E allora Renzi si è presentato solo alla fine, entrando direttamente nel retro-palco dove era già arrivato Gentiloni, il quale aveva già parlato con la presidente dell’Anpi Carla Nespolo, circondato dai suoi ministri: Pinotti, Finocchiaro, Fedeli, Martina. Con Renzi il saluto, poi l’uno entra, l’altro esce per non oscurarsi a vicenda davanti ai media, evidentemente.
L’immagine che ne risulta è di un centrosinistra che in piazza c’è, insieme a tantissimi manifestanti (100mila per gli organizzatori), ma, se si scava, il tutto sembra l’espletamento di una formalità dopo i fatti di Macerata.
Non trasmette l’energia di squadra: troppi sguardi in cagnesco tra formazioni che tra una settimana si giocano il futuro nelle urne.

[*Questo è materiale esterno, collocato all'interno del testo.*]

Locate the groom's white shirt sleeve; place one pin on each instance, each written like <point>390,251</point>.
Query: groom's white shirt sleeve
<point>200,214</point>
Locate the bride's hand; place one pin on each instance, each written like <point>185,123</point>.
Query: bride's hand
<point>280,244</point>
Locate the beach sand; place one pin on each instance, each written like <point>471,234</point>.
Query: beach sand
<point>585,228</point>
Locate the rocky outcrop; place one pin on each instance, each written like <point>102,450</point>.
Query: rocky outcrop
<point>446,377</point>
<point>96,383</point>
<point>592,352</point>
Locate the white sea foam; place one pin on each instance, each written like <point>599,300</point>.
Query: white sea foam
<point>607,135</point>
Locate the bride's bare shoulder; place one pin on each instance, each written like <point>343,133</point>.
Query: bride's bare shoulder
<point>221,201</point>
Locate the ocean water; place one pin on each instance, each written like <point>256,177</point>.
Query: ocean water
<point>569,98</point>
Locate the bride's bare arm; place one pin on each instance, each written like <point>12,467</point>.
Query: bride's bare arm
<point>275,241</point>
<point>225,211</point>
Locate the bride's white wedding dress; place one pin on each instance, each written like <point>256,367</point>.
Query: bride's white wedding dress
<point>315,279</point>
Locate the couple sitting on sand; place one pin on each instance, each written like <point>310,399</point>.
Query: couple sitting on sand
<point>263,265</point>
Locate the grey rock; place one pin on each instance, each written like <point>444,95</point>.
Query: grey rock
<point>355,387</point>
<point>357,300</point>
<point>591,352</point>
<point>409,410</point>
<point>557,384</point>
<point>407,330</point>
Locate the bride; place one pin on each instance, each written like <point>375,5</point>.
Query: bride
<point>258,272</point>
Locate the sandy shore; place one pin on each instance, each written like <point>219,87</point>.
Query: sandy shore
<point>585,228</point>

Semmai segnala un punto di partenza, lontanissimo dalla soluzione.
Come punti di partenza sono le altre piazze di oggi: quella di Milano, caricata dalla polizia, contro la manifestazione di Casapound, quella di Forza Nuova a Palermo. Fenomeni che promettono di non fermarsi con il voto del 4 marzo-
“Non abbiamo paura dei fascisti, ma degli indifferenti”, dal palco di Piazza del Popolo la presidente dell’Anpi la mette così-
Ecco, questo succede quando le etichette – fascismo, anti-fascismo – vengono usate senza una declinazione reale di politiche e contenuti.
Una superficialità che permette a sigle diverse di stare in piazza insieme senza compiere reali passi in avanti.
Una moda che permette alle formazioni dell’ultradestra di organizzarsi e cavalcare le tendenze sempre più razziste di una società in sofferenza. Da questo tritacarne pazzesco verrà fuori il responso delle urne del 4 marzo.
Il carico di tensione oggi non è esploso, è stato solo rinviato.